Myra Breckinridge is an attractive young woman with a mission. She is a film buff with a special interest in the Golden Age of Hollywood—in particular the 1940s—and the writings of real-life film critic Parker Tyler. She comes to the Academy for Aspiring Young Actors and Actresses, owned by her deceased husband Myron's uncle, Buck Loner. Myra gets a job teaching, not just her regular classes (Posture and Empathy), but also, as part of the hidden curriculum, female dominance. Myra selects as her first victim one of the "studs" at the Academy, a straight young man called Rusty Godowsky, and sets out to alienate him from his beautiful girlfriend Mary-Ann Pringle. She lures Rusty to the school infirmary, where she verbally abuses him, ties him to an exam table and anally rapes him with a strap-on dildo. Later, after she is injured in a car crash, it is learned that Myra is Myron, still in the process of sexual reassignment surgery; unable to obtain hormones, Myra reverts to Myron, and, as a result of the injuries she has sustained, is forced to have her breast implants removed. Now a male eunuch, Myron decides to settle down with Mary-Ann.

 

August 14, 1945 – VJ Day The Kiss| Sometimes things are not what they seem

Following the atomic bombings of the cities of Hiroshima and Nagasaki in Japan were conducted by the United States during the final stages of World War II in August 1945.

Surrender.

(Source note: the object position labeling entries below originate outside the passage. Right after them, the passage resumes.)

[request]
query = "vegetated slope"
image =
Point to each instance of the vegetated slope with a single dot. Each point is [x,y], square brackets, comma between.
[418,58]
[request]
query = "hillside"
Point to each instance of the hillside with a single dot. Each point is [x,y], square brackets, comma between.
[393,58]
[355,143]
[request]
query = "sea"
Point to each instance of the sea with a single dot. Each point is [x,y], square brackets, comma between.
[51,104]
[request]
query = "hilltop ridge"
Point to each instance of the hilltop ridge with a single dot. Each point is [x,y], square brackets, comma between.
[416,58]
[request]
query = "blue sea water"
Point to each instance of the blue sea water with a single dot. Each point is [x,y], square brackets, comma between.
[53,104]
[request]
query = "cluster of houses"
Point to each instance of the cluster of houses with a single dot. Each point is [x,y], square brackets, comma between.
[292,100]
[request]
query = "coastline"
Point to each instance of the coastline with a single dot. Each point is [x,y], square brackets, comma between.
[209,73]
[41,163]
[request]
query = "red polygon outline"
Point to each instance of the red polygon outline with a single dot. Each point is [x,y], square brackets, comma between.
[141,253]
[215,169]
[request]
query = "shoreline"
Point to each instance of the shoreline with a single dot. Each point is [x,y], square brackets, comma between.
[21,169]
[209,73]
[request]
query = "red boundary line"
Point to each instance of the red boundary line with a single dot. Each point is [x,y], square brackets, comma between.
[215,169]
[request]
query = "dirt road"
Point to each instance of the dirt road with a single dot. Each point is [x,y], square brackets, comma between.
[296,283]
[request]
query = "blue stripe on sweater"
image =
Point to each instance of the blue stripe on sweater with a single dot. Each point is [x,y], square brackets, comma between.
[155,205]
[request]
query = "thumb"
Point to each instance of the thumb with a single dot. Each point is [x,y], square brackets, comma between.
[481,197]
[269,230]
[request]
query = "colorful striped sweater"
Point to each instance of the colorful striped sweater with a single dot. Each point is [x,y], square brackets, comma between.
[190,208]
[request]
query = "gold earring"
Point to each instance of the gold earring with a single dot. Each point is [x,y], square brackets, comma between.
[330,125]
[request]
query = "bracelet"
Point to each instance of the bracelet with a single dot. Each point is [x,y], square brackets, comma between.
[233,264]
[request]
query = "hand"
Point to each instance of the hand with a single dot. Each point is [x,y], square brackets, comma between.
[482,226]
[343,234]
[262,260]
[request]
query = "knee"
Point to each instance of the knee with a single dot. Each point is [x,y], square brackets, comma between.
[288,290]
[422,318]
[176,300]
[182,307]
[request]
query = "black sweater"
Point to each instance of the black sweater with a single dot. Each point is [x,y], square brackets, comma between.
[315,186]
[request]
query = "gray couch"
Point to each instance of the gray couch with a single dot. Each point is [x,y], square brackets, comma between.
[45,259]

A breath of national relief drifted over New York, flew down Broadway, and surged into Times Square. At first, tears of joy, loss and whispered prayers of thanks. Then the comprehension of “It’s Over” billowed into spontaneous, uninhibited euphoria.

 

Hiroshima Atomic Bomb (1945). A Day That Shook The World. The first atom bomb to be used as a weapon, "Little Boy" (as was its codename) was dropped on to the flat terrain of Hiroshima on August 6, 1945. The bomb vapourised buildings and killed nearly 70,000 people directly but by the end of 1945, nearly 100,000 had died from its protracted effects.